EXTENDED DEADLINE: 14 June 2023

CONFIRMED KEYNOTE SPEAKERS include

Uppsala University, 11.1.-13.1.2024 

A conference organized by the Political Ecologies of the Far Right (PEFR) network, the Centre for Studies of Climate Change Denialism-project at the division of STS at Chalmers University of Technology, the White Skin, Black Fuel-project at the Department of Human Geography at Uppsala University, and CEMFOR at Uppsala University.

Far-right political parties, ideologies and movements are increasingly exercising influence across the world. At the same time, climate change and environmental degradation are intensifying in their urgency. What happens when the two phenomena meet? How, when and why do they intersect? How are party and non-party sectors of the far right mobilizing ecological issues and discourses to their advantage, whether through championing or rejecting environmentalist claims? What are the ecological underpinnings of far-right politics today?  

Following the 2019 PEFR conference and in light of the persistent relevance of the above questions, the PEFR network – founded to foster information sharing and act as an access and contact point to anyone interested in the phenomenon -, invites everyone interested to the second interdisciplinary conference on the political ecologies of the far right, PEFR 2024.  

More specifically, recent years have provided plenty of examples of the contemporary far right engaging in (anti-)environmentalism, from opposition to climate policies to the promotion of their own ‘ecological’ ones. This stance resonates with a conspiratorial suspicion of the state, science, elites, globalism, and supposed processes of moral, cultural and social decay. How can we understand the causes, motivations and consequences of far-right rejection of environmentalism and environmental concerns? What broader ideologies, interests, psychologies, histories, narratives and perceptions does it reflect? What might the implications be for ecological futures if far-right parties continue to amass power? How can various groups fighting for socio-environmental and climate justice converge and collaborate? 

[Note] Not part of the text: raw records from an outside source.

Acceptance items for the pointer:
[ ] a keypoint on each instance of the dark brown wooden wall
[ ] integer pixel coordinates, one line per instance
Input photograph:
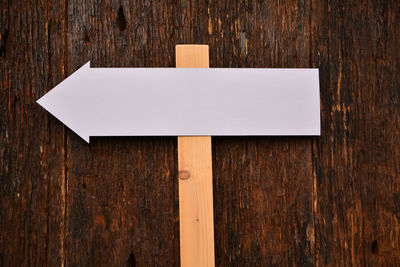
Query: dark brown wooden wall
(332, 200)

However, there is also a legacy of genealogical connections between environmental concern and far-right thought, including links between conservation and eugenics in the early national parks movement in the US and dark green currents within Nazism. Hostility to immigration informed by Malthusian thinking and regressive forms of patriotic localism have often surfaced in Western environmentalism too. That is, how do such ways of conceiving the human and non-human, and the relations between the two through ideologies of Nature persist in the mainstream environmental movement today? What frames, linkages and concerns are central to eco-right narratives? How can environmental thinking ward off the specter of green nationalism and ecofascism?  

How to apply: 

The conference aims to bring together not only scholars studying the far right and political ecology but also a wide range of activists and practitioners from various sectors of society. Against this background, this conference aims to provide a space for collaboration, mutual learning, and networking.  

We welcome contributions from activists and scholars from all disciplines, and look forward to receiving submissions for individual papers, panels and workshops. In particular, we welcome submissions which share and develop ideas via mixed, academic-activist events.   

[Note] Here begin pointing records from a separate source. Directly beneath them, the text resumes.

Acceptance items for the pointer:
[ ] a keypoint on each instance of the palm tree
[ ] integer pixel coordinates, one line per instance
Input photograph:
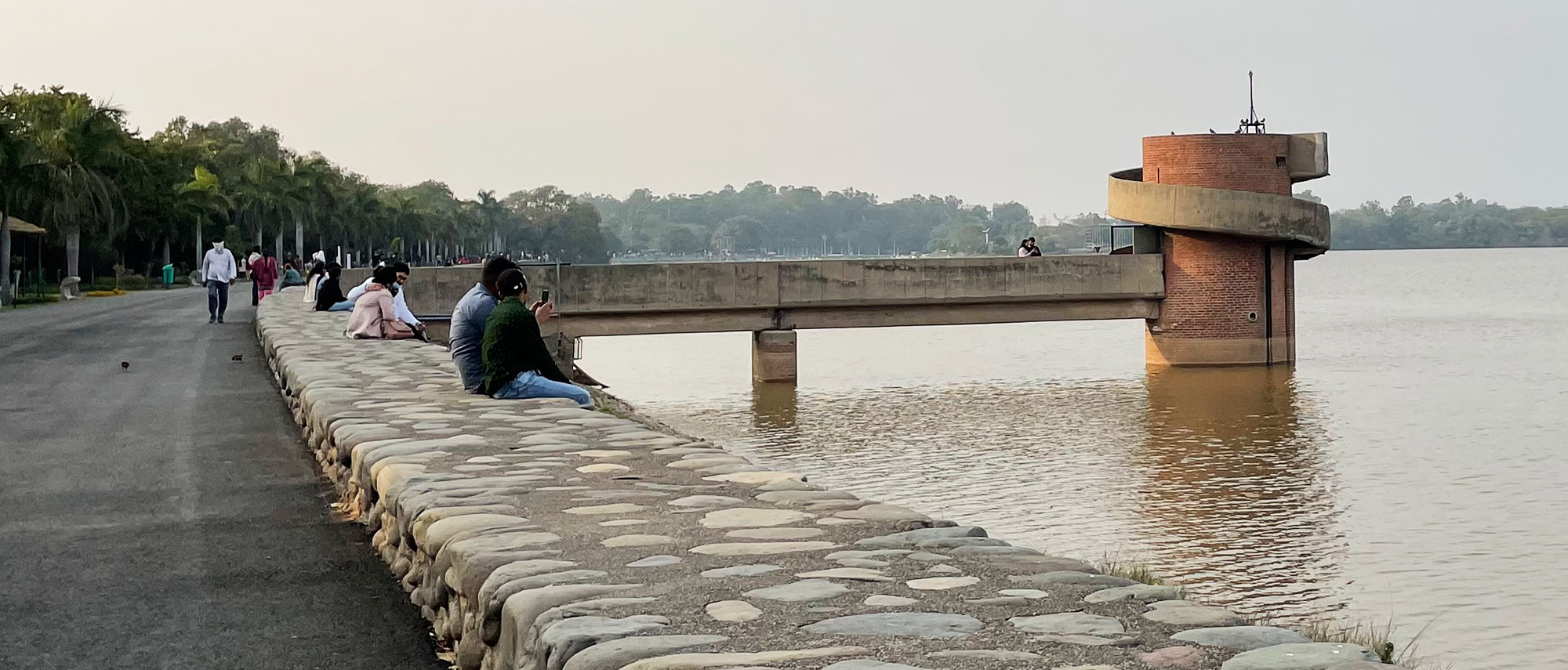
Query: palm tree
(12, 149)
(76, 147)
(492, 218)
(198, 199)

To make the conference accessible, the base-fee for the three days is 300SEK. However, those who have sufficient financial support from their organizations are expected to pay a 1500SEK fee.  

Presentations via video link will be possible. 

Submission of abstracts: Please send abstracts (max. 300 words) as an attached file to pefr24@protonmail.com by 14th June 2023. Please include your full name, position and affiliation. Applicants will be notified of the outcome of the review process by the end of August. Registration will be open in September.  

Possible topics include but are not limited to: 

  • climate obstruction/climate change, fossil fuels and the far right 
  • anti-environmentalism of far right 
  • linking environmental, anti-fascist, anti-racist activism and social movements 
  • overlaps between the far right and the mainstream/ left-wing in the environmental domain    
  • ‘cultural Marxism’, conspiracy theories and the environment 
  • gender, sexuality, the far right and environment (eco, hegemonic or industrial masculinities, anti-feminism, normative heterosexuality, patriarchy)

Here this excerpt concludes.